As the 12 executives post their definitions, I ask them to take a quick review of their co-leader's definitions – and remind them of the 100’s or 1000’s below them that they manage,  and the stark realization hits of the 12 executives in the room - NO TWO definitions are the same.

 

In fairness, many have similar points or themes but they realize when they use the word STRATEGY in day-to-day conversations, meetings and retreats – they are not really talking about the same thing. Lack of a common definition creates misunderstandings that can be avoided.

 

The point is I don’t want to legislate what your company defines as strategy, but to ensure you define at the most basic level for yourself, your leadership team, and company what strategy is. You will be astonished at how the communications and conversations change for the better.

 

Killer #4. CEO’s Outsource Strategic Thinking to Consultants

 

I am not the first to say this so don’t be too surprised, but the only successful strategy is one that gets implemented and achieves the goals that were set. I believe it is a known, if not much talked about, fact that when companies are wanting to refresh or develop a strategy for future growth 
 

the CEO and his executives team already know about 80+% of the issues that need to be addressed and about 80+% of the solutions that will work in their company.”

 

While there are many sound reasons to bring in outside consultants – e.g. objectivity, framing issues, methodologies, catalysts for change, filling knowledge gaps, etc. - I do not believe that any company should outsource their strategic thinking.

 

Strategic thinking for your business is a sacred set of activities because you are defining the framework of choices that determines the your purpose, your path and your priorities. For results to take hold executives need to author and own the thinking – so don’t outsource it.

 

KILLER #5: Strategy is Viewed as an EVENT rather than a PROCESS

 

Many companies make the mistake of treating strategy as an annual event or a 2-day retreat, and leave it off the agenda for the “rest of the year” because they are busy.
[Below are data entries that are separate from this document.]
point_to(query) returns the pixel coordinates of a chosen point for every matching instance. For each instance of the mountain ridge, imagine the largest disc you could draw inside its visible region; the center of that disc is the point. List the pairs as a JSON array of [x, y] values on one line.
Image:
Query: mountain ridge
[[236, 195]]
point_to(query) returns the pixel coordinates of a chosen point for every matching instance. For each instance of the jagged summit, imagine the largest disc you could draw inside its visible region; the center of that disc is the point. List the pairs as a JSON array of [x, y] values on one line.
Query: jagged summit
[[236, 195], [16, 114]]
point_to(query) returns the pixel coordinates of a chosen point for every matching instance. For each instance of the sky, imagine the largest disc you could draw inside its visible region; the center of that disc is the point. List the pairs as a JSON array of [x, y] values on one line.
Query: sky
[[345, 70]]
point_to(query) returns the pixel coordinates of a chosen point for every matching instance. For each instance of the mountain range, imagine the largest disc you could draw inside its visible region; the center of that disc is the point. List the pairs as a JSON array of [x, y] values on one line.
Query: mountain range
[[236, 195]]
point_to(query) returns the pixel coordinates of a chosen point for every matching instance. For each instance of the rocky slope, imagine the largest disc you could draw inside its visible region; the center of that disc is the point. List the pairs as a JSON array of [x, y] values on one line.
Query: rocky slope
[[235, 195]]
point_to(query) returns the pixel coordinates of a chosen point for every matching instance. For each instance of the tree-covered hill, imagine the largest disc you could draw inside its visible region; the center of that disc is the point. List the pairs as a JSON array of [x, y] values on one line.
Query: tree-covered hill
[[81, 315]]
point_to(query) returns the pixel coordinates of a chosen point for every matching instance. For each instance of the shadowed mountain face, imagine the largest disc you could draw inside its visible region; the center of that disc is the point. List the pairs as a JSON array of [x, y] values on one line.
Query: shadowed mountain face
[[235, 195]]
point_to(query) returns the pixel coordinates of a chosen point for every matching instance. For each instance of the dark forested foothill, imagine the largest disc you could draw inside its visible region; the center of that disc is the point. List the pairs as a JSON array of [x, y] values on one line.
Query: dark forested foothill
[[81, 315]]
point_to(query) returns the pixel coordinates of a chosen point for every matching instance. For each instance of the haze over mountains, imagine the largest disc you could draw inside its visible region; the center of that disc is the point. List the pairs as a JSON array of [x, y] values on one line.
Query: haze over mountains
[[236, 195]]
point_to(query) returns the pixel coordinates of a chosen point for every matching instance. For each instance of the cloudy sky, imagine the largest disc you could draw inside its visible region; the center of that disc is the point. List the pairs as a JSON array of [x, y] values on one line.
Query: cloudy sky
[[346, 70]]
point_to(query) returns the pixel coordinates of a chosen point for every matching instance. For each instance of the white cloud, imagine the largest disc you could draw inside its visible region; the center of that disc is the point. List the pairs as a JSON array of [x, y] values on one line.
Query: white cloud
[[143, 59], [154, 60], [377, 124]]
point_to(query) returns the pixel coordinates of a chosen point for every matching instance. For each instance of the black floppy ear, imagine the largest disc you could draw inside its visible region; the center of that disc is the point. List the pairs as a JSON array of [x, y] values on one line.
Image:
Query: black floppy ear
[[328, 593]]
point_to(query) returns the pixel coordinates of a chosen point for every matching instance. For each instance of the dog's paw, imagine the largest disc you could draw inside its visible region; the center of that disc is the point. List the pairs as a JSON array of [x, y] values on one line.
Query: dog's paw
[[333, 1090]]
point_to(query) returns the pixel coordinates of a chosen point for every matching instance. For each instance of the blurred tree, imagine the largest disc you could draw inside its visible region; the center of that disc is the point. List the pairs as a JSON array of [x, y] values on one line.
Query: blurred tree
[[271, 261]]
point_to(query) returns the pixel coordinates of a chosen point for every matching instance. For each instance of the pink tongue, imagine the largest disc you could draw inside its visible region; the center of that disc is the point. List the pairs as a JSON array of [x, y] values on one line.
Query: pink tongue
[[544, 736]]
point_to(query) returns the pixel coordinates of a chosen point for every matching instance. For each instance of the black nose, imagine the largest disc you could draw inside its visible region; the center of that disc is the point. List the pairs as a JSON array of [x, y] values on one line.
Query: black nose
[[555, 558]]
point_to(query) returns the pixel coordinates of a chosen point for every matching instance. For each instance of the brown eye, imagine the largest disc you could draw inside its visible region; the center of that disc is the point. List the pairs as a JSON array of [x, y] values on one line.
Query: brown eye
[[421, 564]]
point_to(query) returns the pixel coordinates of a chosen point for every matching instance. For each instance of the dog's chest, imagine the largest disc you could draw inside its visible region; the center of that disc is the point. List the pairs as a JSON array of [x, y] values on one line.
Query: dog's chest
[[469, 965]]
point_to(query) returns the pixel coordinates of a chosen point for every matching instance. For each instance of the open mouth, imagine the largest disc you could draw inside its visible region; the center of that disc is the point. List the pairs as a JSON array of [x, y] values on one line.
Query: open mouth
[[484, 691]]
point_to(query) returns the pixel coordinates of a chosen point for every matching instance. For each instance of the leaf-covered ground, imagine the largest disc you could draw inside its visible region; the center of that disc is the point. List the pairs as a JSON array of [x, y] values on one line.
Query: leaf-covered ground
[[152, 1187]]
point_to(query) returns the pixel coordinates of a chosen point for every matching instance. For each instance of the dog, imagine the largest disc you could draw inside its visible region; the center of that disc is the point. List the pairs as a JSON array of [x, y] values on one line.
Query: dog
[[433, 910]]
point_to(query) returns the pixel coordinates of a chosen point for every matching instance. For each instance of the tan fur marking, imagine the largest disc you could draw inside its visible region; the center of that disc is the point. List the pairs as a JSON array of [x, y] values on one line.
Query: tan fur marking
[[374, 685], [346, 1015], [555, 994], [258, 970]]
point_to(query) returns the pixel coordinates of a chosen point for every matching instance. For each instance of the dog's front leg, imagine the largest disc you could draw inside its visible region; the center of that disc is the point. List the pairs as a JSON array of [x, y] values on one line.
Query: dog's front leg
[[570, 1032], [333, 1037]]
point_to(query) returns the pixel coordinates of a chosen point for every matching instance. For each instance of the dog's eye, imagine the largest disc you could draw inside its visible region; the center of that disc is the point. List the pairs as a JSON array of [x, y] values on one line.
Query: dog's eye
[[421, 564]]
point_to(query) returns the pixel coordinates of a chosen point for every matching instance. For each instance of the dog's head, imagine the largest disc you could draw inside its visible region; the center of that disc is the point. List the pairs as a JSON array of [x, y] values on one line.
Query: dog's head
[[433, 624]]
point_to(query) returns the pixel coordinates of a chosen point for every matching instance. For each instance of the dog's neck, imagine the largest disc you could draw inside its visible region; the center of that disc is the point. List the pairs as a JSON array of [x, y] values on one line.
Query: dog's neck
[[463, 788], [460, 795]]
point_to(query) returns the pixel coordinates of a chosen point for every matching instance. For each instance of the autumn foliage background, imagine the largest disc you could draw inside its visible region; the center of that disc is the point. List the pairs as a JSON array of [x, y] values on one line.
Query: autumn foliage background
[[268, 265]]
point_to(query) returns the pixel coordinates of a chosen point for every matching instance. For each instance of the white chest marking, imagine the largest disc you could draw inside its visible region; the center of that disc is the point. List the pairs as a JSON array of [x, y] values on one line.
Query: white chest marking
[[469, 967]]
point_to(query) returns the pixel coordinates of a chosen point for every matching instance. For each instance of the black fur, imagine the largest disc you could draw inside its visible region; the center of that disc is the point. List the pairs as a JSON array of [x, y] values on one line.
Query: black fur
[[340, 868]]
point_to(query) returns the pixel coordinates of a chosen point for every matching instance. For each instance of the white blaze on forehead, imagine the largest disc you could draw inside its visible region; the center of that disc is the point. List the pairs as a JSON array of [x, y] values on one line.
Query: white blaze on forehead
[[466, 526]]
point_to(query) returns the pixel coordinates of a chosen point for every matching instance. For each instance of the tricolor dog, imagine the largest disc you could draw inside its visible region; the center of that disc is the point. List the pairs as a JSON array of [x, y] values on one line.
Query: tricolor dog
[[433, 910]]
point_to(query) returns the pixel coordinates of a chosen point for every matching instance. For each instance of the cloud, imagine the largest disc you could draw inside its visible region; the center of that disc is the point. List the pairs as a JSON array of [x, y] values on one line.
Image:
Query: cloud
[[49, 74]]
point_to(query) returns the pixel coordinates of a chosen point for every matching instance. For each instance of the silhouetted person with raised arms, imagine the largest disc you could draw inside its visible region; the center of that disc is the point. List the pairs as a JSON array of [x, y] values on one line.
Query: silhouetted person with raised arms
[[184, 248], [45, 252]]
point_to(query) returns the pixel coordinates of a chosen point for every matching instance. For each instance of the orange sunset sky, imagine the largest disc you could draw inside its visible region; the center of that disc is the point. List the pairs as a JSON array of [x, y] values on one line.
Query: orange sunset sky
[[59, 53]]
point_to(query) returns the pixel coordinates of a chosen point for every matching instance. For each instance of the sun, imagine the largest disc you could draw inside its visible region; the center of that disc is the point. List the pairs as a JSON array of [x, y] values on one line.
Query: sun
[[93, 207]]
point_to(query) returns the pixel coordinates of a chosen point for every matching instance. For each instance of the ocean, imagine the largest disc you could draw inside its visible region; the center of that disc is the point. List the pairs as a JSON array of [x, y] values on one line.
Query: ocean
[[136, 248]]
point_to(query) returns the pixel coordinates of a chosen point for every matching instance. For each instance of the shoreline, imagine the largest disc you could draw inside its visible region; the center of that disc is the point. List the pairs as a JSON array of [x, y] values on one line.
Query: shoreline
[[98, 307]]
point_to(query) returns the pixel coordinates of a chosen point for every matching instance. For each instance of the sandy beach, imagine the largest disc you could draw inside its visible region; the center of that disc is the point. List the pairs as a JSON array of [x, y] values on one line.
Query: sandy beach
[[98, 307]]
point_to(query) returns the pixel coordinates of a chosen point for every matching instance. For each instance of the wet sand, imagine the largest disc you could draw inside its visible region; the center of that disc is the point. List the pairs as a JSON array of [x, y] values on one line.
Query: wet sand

This event-driven mentality serves to reinforce strategy as a distant competency, one that really does not take center stage to drive daily decision making of everyone in the company. Further, it serves to reinforce the ideas that strategy is something UP THEIR done by executives and “down here” we just doing our work.

 

Effective strategy is a thinking / deciding / doing activity – it’s making and implementing decisions around products and markets, it is building the future need capabilities for the organization - all against the backdrop of the competition and needs of the customer. Those decisions create the edge that drives above average or double digit EBITDA.

 

To do this, it means you have to test what you created or decided on based on data, and necessarily make mid-course corrections. To make strategy a process - quarterly checkpoints on issues blocking performance must be raised and finding the cause behind them (both positive and negative gaps) is the charge of the team during these 4-a-year meetings.